Imagina una sala a mitad de luces, el olor a madera envejecida, y un silencio expectante. De pronto, un muñeco de proporciones humanas se mueve, habla, ríe: su rostro, rígido apenas un instante antes, adquiere súbitamente una extraña vida. El público contiene el aliento. Esa noche, alguien en Valencia se preguntaría si asistía a un truco, a magia… o a algo más profundo, inquietante. Con ese enigma arranca la asombrosa historia de un hombre que quiso dotar de alma a lo inanimado: Francisco Sanz Baldoví.
Un valenciano de Anna, de modesto origen, sacudió la escena de variedades con un misterio mecánico y un arte casi sobrenatural. Ese hombre fue Francisco Sanz Baldoví (1872-1939), conocido en su época como “Paco Sanz”, quien a comienzos del siglo XX se transformó de guitarrista y cantante de zarzuela en un titiritero de otro mundo: su compañía de autómatas parecía dotar de vida a muñecos tan humanos que hacían dudar al público de lo real. Sanz empezó a perfilar su vocación por la ventriloquía tras asistir de joven a una función impactante. Decidió entonces dedicar sus energías a crear figuras mecánicas que imitaban no solo voces, sino gestos humanos. En 1902 debutó en Gandía con sus primeros muñecos, y a partir de entonces su éxito fue imparable: su «compañía automecánica» llegaría a incluir más de veinte personajes distintos, muchos de tamaño natural, con nombres como Don Liborio, Juanito, Frey Volt, entre otros.

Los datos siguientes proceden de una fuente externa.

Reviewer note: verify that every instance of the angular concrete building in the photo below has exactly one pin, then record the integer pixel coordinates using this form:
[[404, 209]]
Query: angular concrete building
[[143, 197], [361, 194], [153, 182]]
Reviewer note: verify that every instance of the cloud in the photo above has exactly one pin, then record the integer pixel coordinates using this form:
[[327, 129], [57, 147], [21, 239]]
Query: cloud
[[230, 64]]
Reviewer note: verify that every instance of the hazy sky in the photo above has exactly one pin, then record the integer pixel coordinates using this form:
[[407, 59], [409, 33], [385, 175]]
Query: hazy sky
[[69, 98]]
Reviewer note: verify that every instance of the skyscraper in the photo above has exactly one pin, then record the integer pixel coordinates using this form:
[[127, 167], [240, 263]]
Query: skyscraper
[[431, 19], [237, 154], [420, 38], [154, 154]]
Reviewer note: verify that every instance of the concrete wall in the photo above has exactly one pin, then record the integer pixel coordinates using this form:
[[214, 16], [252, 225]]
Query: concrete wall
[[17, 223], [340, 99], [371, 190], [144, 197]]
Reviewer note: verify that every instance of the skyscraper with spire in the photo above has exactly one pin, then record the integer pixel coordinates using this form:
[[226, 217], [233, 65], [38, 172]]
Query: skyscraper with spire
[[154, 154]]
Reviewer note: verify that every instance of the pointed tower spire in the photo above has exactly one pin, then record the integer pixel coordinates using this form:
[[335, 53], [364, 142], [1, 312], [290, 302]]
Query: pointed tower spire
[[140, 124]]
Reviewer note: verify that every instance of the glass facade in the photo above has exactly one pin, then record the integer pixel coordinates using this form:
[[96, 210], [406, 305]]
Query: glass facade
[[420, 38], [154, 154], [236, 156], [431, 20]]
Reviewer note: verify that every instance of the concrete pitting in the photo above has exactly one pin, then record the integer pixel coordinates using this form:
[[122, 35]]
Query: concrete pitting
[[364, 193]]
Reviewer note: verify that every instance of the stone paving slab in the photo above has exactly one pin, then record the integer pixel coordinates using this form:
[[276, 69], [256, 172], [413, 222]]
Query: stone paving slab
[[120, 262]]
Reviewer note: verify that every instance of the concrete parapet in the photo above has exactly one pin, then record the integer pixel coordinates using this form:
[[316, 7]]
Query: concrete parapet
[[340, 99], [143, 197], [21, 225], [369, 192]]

Lo más inquietante, lo que confiere a su figura un velo de enigma, fue el modo en que sus autómatas parecían «vivir». Según las crónicas de la época, movían dedos, hablaban con distintas voces, reproducían situaciones de comedia o sátira social, e incluso, según testimonios posteriores, eran capaces de dejar al público perplejo, como si asistiera a una posesión mecánica que desafiaba los límites entre lo humano y lo artificial.

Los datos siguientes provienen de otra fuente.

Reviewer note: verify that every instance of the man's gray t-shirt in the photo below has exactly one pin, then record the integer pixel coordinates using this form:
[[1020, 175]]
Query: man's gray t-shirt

Ese encanto inquietante encontró un reflejo cinematográfico en 1918, cuando Sanz junto con Maximiliano Thous rodaron la película Sanz y el secreto de su arte, un docudrama mudo —aunque recuperado y restaurado— que mostraba tanto su espectáculo de muñecos como el mecanismo interno de sus autómatas y, en su segunda parte, les daba protagonismo en una historia ficcional. Gracias a esta pieza, Sanz quiso compartir con el público no sólo la ilusión del movimiento, sino el “truco” detrás de ella: cómo los autómatas, con su estructura de madera, cables y resortes, obedecían a su creador.
Hoy parte de su legado sobrevive en el Museu Internacional de Titelles d’Albaida, donde se conservan algunos de sus autómatas restaurados. Ver esos muñecos —con sus rostros pintados, sus ropas antiguas, sus manos articuladas— evoca la extraña sensación de estar frente a un ser atrapado entre la vida y el arte.
Pero para quienes gustan del misterio, lo más perturbador no es sólo la perfección técnica: es imaginar lo que verían los ojos del público que en su momento presenció esos espectáculos. No sabían si estaban ante teatro, magia o tal vez ante una puerta abierta a lo desconocido. Sanz no se limitó a entretener: sembró la duda, la fascinación, el asombro.
Hoy, más de un siglo después, su figura merece ser rescatada de la penumbra. No sólo por su valor histórico, sino porque su obra nos invita a preguntarnos, como espectadores modernos, qué significa «dar vida» a lo inanimado. Y acaso ese interrogante —ese enigma mecánico— sea la mejor herencia de Paco Sanz.